Şimdiye kadar Pekin'den gelen teşvik planları bazılarının beklediğinden daha kademeli ve sınırlı oldu. Yine de bu planlar, Çin liderlerinin halkın durgunlaşan yaşam standartlarından duyduğu memnuniyetsizlikten endişe duyduklarını ve ekonomik büyümeyi teşvik etmeye karar verdiklerini gösteren bir sinyal olarak yankı buldu.

TS Lombard'ın baş Çin ekonomisti Rory Green, “Çin'de konuştuğum tüccarlar, bunu ölüm döşeğinden doğruca gece kulübüne gitmek olarak tanımlıyorlar” dedi ve ekledi: “Bu, bir dizi politikada büyük bir değişiklik”

Pekin'in teşviklere yönelmesi, Çin sisteminin şoklara uyum sağlamadaki merkezi bir özelliğinin altını çiziyor.
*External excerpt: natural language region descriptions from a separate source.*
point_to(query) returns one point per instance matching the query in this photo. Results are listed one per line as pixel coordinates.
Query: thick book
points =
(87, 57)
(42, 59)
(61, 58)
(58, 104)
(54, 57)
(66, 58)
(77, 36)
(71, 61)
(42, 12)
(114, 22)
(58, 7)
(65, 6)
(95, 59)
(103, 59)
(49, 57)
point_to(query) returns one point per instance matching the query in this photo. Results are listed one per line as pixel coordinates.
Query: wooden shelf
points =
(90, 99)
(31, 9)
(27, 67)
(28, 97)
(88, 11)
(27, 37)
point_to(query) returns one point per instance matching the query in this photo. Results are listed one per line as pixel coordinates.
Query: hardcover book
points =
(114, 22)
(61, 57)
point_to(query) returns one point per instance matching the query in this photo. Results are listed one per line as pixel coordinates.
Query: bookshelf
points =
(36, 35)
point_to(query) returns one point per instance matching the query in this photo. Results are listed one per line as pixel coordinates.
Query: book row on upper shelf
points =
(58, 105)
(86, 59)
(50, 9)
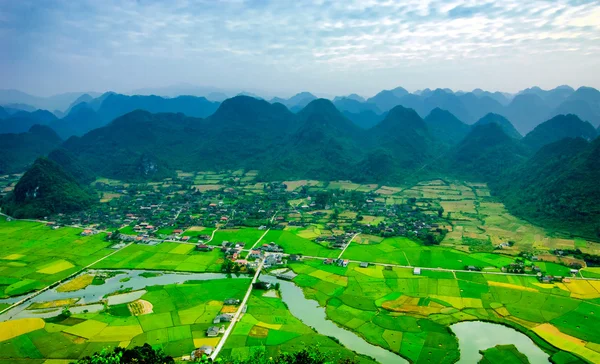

Tümüyle güçlü Çin Komünist Partisi tarafından yönetilen ülke, bireysel ifade üzerinde 'sert' kontrollere sahip. Yine de parti acil bir gidişat ihtiyacına karar verdiğinde, demokratik toplumlarda bulunan engellerden arınmış politikaları hızla oluşturma gücüne de sahip.

Green, “Hızlı hareket etme ve bir krizi çözme açısından Çin Komünist Partisi oldukça etkilidir. Çekebilecekleri çok fazla kaldıraç var” sözlerini kaydetti.

Çin Devlet Başkanı Xi Jinping, geçtiğimiz 10 yılı gücünü pekiştirmek için harcadı.

Trump 2017'de göreve ilk başladığında Xi görevinin henüz dördüncü yılındaydı ve yasal olarak iki beş yıllık dönemle sınırlıydı. Kısa bir süre önce Made in China 2025 olarak bilinen girişimi başlatmıştı: Hükümet ucuz arazi, hacimli devlet kredisi ve yüksek eğitimli uzmanları ülkenin 10 ileri teknoloji endüstrisindeki kapasitesini arttırmaya yönlendirdi.

Enerji sektöründe yıldızı parlıyor

Önemli alanlarda bu plan olağanüstü getiriler sağladı. Uluslararası Enerji Ajansı'na (IEA) göre Çin şu anda güneş pilleri, rüzgar türbinleri, bataryalar ve karbon emisyonlarını azaltan enerji sistemleri için diğer bileşenleri üreten küresel kapasitenin en az %60'ını kontrol ediyor. Çin yatırımları, ilan edilen genişlemelerin daha da yüksek bir payını oluşturuyor.

Trump'ın önerdiği bir sonraki gümrük vergisi dalgası ise Çin'e bir meydan okuma anlamını taşıyacak. Ancak bu aynı zamanda Pekin'de geçerlilik kazanan bir düşünceyi de pekiştirecek: Çin'in ihtiyaç duyduğu bileşen ve teknolojileri tedarik etmek için artık dış pazarlara güvenemeyeceği gerçeği.

Toronto Üniversitesi'nde Çin siyaseti profesörü olan Lynette Ong, “Çin liderliği, kendilerinden başka kimseye gerçekten güvenemeyecekleri konusunda zor bir ders alacak. Trump'ın ikinci dönemi Çin'in ekonomik özgüveni için bir hediye olabilir” ifadelerini kullandı.